We all know the importance of establishing SMART goals. The same applies to data quality initiatives and should be a key feature of your data quality tool. Unless you are able to put a tangible, measurable definition of data quality, it cannot be actioned upon. We all know, however robust a process might be, unless its performance can be put on a scorecard and discussed in leadership meetings, no actions will take place.
Unlike business metrics like sales volume, revenue, margin, measuring data quality is not straight forward. For example, one data quality rule might be measuring the count of exceptions where the customer address is empty in the customer table. Another one could be measuring the integrity of shipment volume between ERP and Data Warehouse. How do you aggregate all the findings into a data quality score? The number of failed tests or number of exceptions is one way to do it albeit not as effective and generates more noise. It is almost like measuring sales performance by the number of sales orders rather than measuring by sales volume.

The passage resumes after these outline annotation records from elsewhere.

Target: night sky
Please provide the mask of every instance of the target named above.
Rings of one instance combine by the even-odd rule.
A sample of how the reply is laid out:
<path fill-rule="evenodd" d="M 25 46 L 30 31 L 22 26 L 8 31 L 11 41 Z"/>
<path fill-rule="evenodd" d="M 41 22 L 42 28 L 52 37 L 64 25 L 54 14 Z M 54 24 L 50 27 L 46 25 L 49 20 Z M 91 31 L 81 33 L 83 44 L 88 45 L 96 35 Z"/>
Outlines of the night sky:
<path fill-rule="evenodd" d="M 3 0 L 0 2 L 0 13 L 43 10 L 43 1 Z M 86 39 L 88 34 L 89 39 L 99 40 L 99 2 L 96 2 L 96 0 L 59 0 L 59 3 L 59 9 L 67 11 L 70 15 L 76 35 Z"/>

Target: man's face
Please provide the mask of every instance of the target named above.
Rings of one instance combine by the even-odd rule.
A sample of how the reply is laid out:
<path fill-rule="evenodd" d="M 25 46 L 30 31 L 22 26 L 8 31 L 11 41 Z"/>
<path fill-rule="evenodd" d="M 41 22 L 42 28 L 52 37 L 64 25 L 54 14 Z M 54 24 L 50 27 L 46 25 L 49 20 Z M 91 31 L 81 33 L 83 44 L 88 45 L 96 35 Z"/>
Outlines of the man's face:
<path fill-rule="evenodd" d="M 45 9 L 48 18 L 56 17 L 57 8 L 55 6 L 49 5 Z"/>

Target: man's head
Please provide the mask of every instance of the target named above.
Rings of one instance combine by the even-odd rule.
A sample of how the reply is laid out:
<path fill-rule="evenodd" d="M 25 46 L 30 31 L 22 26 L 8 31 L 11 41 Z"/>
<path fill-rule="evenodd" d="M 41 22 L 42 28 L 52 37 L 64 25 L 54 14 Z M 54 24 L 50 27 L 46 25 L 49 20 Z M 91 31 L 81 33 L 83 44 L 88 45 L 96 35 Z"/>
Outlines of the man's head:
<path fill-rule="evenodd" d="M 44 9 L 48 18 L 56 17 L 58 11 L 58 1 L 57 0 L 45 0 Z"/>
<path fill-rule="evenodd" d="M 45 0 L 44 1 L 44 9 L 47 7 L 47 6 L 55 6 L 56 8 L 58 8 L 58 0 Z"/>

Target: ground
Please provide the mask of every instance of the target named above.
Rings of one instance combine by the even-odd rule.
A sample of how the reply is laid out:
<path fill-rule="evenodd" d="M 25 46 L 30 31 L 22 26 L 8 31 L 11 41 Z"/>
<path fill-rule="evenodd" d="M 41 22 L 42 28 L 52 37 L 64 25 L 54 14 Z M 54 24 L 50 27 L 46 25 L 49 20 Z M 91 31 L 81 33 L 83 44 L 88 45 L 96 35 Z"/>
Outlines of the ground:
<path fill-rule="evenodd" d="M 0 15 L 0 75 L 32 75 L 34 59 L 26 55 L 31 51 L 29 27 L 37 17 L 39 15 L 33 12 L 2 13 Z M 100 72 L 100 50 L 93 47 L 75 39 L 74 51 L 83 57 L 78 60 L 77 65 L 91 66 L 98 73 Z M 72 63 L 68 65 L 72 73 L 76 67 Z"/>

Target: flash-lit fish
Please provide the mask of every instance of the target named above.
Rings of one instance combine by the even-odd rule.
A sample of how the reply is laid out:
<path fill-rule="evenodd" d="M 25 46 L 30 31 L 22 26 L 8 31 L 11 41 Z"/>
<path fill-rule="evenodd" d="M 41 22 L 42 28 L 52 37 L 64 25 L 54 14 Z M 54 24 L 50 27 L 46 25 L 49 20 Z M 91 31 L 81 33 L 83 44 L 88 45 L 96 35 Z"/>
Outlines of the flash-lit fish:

Look for data quality tools that are able to establish and aggregate a data quality score across multiple data quality rules. Some tools can create something called “cost of data quality”. But DvSum DataPARC (Profile, Audit, Review, and Comply) creates a unique and actionable data readiness score. This kind of metric allows aggregation across multiple data quality tests to come up with measurable data quality metrics.
DataPARC automatically calculates a readiness score for every type of data quality rule, whether it is a record level exception, aggregate volume exception, or integrity comparison of multiple data sources. This allows data owners, managers, and executives to align and track a single metric that measures the quality of data and helps drive continuous improvement.
Managers and Super-users are able to monitor the trend of readiness score over time to quantifiably measure the performance of the data quality initiative. They can also drill-down to determine which data owner, data source, or data sets are trending down or lagging behind and drive focused improvement actions.